I ran my family’s law firm before I started my company — I was basically the CFO. My father had a few of these big contingency cases come along — it’s why he holds the highest jury verdicts ever awarded in multiple counties in Texas. As a corporate litigator. But financing those cases, which can take years — especially when you factor in all the appeals — is really hard. Having cash in a war chest to cover the loss of hourly billing is huge.
And those huge cases bring me to what you do with the rest of the money.
Paying Out Law Firm Profits
We advise our clients to keep half the profit in their war chest and distribute the rest. What gets distributed doesn’t show up on your P&L.
Especially with those big judgments, you need to take care of yourself and your families. Pull the money out of the firm and invest it. Use it for retirement.
And that brings me back to my family’s story. When my father and brother won that big case and it paid out, they took cash OFF THE TABLE. It means my brother can retire — and he’s only 45. He has secured his future.
As the owner of the firm, you should be properly compensated for the time, energy and risk you are putting into the firm.
Total Owner Compensation Is the Number to Watch
Be aware that there is a difference between the profit you distribute and total owner compensation.
Total owner compensation is all the benefit you get from your firm — and that is the most important number.
Your total owner comp for the year is made up of a few categories:
- The salary you get for working in your firm.
- All the personal expenses you run through the firm. (No judgment, we all do it. As long as your CPA is fine with it, so are we.)
- The profit that is distributed.
Depending on the size of your firm, you want total owner compensation to be between 35% and 70% of firm revenue. See the chart below for exact percentages.

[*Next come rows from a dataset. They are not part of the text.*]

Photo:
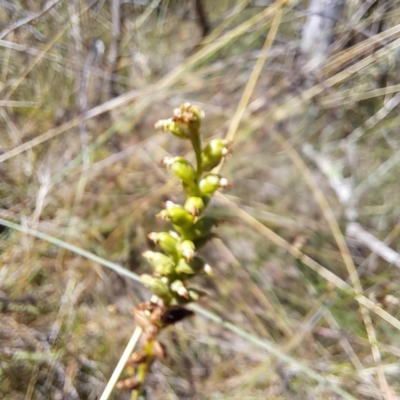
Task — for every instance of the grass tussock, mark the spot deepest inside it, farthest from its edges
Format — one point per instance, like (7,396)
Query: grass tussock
(308,255)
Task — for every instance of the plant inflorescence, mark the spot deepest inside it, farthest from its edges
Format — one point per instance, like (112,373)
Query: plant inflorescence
(175,267)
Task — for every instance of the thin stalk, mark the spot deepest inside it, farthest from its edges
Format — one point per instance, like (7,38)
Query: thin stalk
(196,143)
(262,343)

Are you getting that much? Do you even know?
OWNER COMP PERCENTAGE OF REVENUE
|Revenue Range||$ –|
Four Ways to Manage Your Law Firm Profits
None of you opened your own firm or became a partner in an established firm to not make money.
Here are four things you can do to impact your law firm profits and your total owner compensation:
- Tax payments. Talk to your accountant and establish a reasonable percentage that should be put in a separate tax account based on the profit each month. That way, you are ready to write the check at tax time — no matter how big or small.
- War chest. Put an agreed amount of profit in a separate account, make a list of great uses of cash, and then marry up the two.
- Distributions. Monitor your profit. Is it rising or falling? Does it satisfy your needs?
- Owner benefit. Do the math and figure out how much you are actually benefiting from your firm.
Keep your eyes on these four things and next year, the tax time news from your accountant won’t be such a jolt.